My parents had a working theology of original sin. Perhaps they weren’t exactly clear as to what original sin was, but they had, at the very core of their understanding of life, a deep sense of its substance.

Of course, they weren’t so naive as to take the story of Adam and Eve and the apple literally, but they did believe that this story contained a profound, archetypal truth both about history and ourselves. What did they believe? They believed that because Adam and Eve “ate the apple” history and our lives are now marked by certain things (and, for them, it didn’t much matter that the story of the apple was not a video-taped recording of history). For them, because of this primordial event, whatever it was, individually and collectively, we find ourselves helpless to save ourselves; only grace from outside can help us. Second, because of this initial “fall”, none of us is as morally whole as we would like to think we are in our more inflated moments. Rather, if we are honest, we all know the truth of Paul’s lament in the Epistle to the Romans: “Woe to me, wretch that I am, the good I want to do I end up not doing and the evil I want to avoid I end up doing.” Finally too, because of this primordial event, we live outside of the garden of Eden, in a world that is less than perfect and we can never find in this life a full, consummated symphony but rather are “weeping in a valley of tears.”

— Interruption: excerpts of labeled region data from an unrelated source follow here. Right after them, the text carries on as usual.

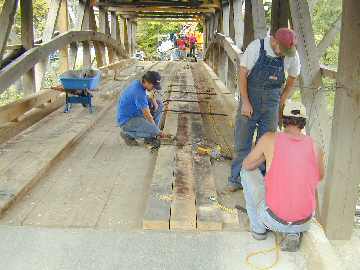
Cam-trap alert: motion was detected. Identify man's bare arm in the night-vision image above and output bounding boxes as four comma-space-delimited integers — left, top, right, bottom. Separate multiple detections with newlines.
143, 107, 155, 125
243, 134, 267, 171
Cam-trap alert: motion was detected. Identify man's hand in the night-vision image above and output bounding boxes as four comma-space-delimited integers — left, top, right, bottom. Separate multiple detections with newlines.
241, 100, 254, 118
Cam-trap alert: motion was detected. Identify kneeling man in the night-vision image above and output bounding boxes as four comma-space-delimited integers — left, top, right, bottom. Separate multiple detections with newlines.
117, 71, 163, 145
241, 101, 324, 251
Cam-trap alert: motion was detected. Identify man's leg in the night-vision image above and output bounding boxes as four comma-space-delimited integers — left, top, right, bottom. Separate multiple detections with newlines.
121, 117, 160, 139
241, 169, 266, 237
229, 105, 256, 188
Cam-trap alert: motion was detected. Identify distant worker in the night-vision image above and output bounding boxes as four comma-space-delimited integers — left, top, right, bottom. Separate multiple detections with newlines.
189, 34, 197, 57
238, 101, 324, 251
117, 71, 165, 145
177, 37, 186, 59
225, 28, 300, 192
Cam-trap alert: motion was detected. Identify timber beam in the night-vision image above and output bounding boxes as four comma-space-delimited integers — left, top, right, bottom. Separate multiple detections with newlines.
0, 31, 127, 93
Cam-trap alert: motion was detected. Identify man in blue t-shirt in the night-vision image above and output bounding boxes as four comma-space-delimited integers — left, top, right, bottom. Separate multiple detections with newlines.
117, 71, 164, 145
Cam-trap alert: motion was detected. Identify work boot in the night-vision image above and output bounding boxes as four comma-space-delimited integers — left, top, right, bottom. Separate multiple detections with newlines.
251, 231, 267, 241
280, 233, 302, 252
120, 132, 138, 146
144, 138, 161, 150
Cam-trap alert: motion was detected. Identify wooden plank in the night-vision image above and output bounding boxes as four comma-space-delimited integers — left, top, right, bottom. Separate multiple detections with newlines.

Today, we tend to react negatively, especially emotionally, to all these beliefs: We don’t like admitting helplessness, we balk at singing the famous line from Amazing Grace (“that saved a wretch like me”), and we think it morbid to consider this world a “valley of tears”. Curiously though, I submit, because of how they understood original sin, my parents’ generation had a certain peace, one that comes of wisdom, that we lack today. Among other things, their belief in original sin helped give them the capacity to recognize that they were weak, morally inept, and much in need of personal conversion. It also helped them accept that, here in this life, there are no finished symphonies and that death, chaos, and accidents, life’s nasty contingencies, can be accepted without having to blame or sue anybody and without having to grow angry and impatient with everything. In the end, their theology of original sin served them well. It helped them make peace with the fact that life is, more often than not, far from ideal.

One of our problems today is that we are trying to understand ourselves and our lives without the benefit of a theology of original sin. We would like to believe that we can be morally whole all by ourselves, that it is morbid to ever refer to oneself as “a wretch”, that a finished symphony can be had in this life (if only we are lucky enough or work hard enough at it), and that our efforts at changing the world need focus only on converting systems and never on purging personal fault. We would like to live our lives as ifas if selfishness and greed are simple learned behaviours; as if somewhere there are functional families, churches, and institutions, and our own are anomalies; and as if, in the end, we could save ourselves without God.

This is, I believe, a naivete. We are trying to understand life – and come to peace with it – without an adequate symbol to help explain how, at its very root, it is somehow un-whole. We admit of course that there is something wrong, for there always is, but we prefer to name it with lesser, less archetypal and less religious, symbols. Thus we speak of patriarchy, the corporate structure, capitalism, false freedom, non-conscientization, and the like, as if these actually were original sin and not just certain functional substitutes. Marxism as an ideology, for example, contains precisely this naivete. Ultimately it collapsed in Eastern Europe and is destined to fall elsewhere because it contains no concept of original sin. Instead it tries to convince us that we can adequately explain human nature and that there is sufficient reason to give ourselves away to community in altruism, without reference to a personal God (who alone can ask such things) and a theology of original sin (which alone adequately situates our resistance and points to its widest cause).

For my mum and dad, there was an adequate explanation for things: Adam and Eve “ate an apple”, whatever that meant, and since then we have found ourselves outside of the garden of paradise, in a valley of tears, un-whole, grieving something long lost, deeply in need of both collective and personal healing, but still standing gratefully before a gracious, ultimate power, the saving grace of God. That makes more sense than anything else I’ve read lately.